We’ve had thousands of different plans over the length of our years. Many of them genuinely good, some of them self-serving. But is the goal of heaven, the goal of being with our Lord Jesus, with Blessed Mary and the Saints, with loved ones and friends hopefully, is this goal of heaven’s glory, is it always attached to any plan we map out for ourselves in this short life?
If there exists a danger in not willing to sell off all we have to purchase the greatest prize of our humanity, the caution in such hesitation to sell off, stems from planting our bodies and souls much too firmly in a world that passes by the day. And this gets to the heart of what our Lord is teaching in these first two parables of buying the field and purchasing the pearl. The wisdom to set our eyes, our hearts and our minds on the ultimate prize, the first treasure of all treasures. Thus, we grow into King Solomon who perfected right from wrong. A most basic principle to live a God-fearing life. In fairness, most all of us know right from wrong, for the most part. While not always choosing the right. In our present times, there are those who have convinced themselves that what is obviously wrong to God, they’ve called it right.
It’s always wrong to destroy the life of an unborn child. Or to intentionally end the life of an elderly or sick person. We’ve made some human exceptions to these life-or-death scenarios. Even to the point where the human exception accuses the defender of life of not being compassionate, saying that killing human life is somehow more compassionate. But in the eyes of God, seeing as God sees, there are no exceptions in this matter.
Are we not called, as Christians, to see the world and all within it through the eyes of God? For those who do, they’ve sold everything off and purchased the field or the pearl. In doing so, such people have taken their personal eyesight, and placed it right into the eyeballs of God, so that they always understand with wisdom what is right before God, and then do it.
If we’re not at this good place in our faith lives yet, I pray we know some people who are, and that we have the fortitude and humility to allow their holy lives to influence ours. Teaching us what it takes to purchase heaven’s field.

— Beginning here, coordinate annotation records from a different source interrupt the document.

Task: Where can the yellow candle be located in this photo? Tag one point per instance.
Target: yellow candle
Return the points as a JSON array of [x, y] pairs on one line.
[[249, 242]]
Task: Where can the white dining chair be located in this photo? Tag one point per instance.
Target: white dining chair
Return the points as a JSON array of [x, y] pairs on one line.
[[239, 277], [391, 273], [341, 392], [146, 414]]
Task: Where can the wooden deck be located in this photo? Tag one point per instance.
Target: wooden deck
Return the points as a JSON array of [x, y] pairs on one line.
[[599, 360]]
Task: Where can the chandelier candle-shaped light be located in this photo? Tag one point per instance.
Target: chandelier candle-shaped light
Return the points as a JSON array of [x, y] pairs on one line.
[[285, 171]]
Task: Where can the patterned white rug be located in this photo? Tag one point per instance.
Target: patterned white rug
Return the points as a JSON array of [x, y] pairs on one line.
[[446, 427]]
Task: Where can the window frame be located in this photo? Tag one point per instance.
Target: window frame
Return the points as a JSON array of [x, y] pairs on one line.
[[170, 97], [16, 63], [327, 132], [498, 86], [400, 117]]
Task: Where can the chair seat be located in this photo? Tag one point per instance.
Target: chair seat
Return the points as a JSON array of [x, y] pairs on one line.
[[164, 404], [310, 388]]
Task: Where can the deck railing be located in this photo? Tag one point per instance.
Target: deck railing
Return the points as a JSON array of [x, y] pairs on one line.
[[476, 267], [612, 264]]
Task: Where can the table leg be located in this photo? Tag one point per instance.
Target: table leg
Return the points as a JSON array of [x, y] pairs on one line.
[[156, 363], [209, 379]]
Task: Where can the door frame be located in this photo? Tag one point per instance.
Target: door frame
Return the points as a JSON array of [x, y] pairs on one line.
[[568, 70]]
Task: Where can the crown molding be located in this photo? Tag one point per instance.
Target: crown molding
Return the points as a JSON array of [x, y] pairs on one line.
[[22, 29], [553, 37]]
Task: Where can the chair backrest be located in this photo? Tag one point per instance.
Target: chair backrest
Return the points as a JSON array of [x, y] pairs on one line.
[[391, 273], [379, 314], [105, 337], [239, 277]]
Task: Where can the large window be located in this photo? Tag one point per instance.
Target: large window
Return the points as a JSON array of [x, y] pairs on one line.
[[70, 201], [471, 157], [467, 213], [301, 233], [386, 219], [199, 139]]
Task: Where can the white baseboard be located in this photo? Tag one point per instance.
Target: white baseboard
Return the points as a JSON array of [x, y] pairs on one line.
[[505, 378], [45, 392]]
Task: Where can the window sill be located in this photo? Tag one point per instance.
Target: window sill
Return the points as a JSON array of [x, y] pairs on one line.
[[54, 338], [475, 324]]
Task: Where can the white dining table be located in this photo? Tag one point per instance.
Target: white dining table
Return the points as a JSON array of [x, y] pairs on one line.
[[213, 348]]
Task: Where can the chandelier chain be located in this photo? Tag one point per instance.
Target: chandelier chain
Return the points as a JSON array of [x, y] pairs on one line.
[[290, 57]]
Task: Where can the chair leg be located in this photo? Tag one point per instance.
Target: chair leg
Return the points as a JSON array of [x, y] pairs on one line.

We have many wonderful Scriptural examples of those who purchased the field or the pearl, leading to the ultimate prize of heaven. All the Apostles, minus Judas, who made the wrong choice, who, rather than buying the field, tossed his 30 shekels into a field of blood before his final wrong choice.
The Apostles grew into giving their lives to the Lord. Their unconditional love for Jesus did not happen overnight. For most of us, it takes time and growth to arrive at the point of “selling” off the lesser good things for the one true good, Christ Jesus. The very human Apostles did so.
There’s St. Mary Magdalene, who loitered outside the tomb of Jesus, and it paid off for her. She purchased the pearl of great price before she bought the farm. And the number one example of selling it all for Christ is his Mother, Blessed Mary. She’s the only person in history who sold everything in the future at the moment of her Immaculate Conception.
But today, we have King Solomon, who asks God, for the good of his people, to discern right from wrong. As we do the same, may we keep our eyes on the gift of salvation, and the Savior who won it for us.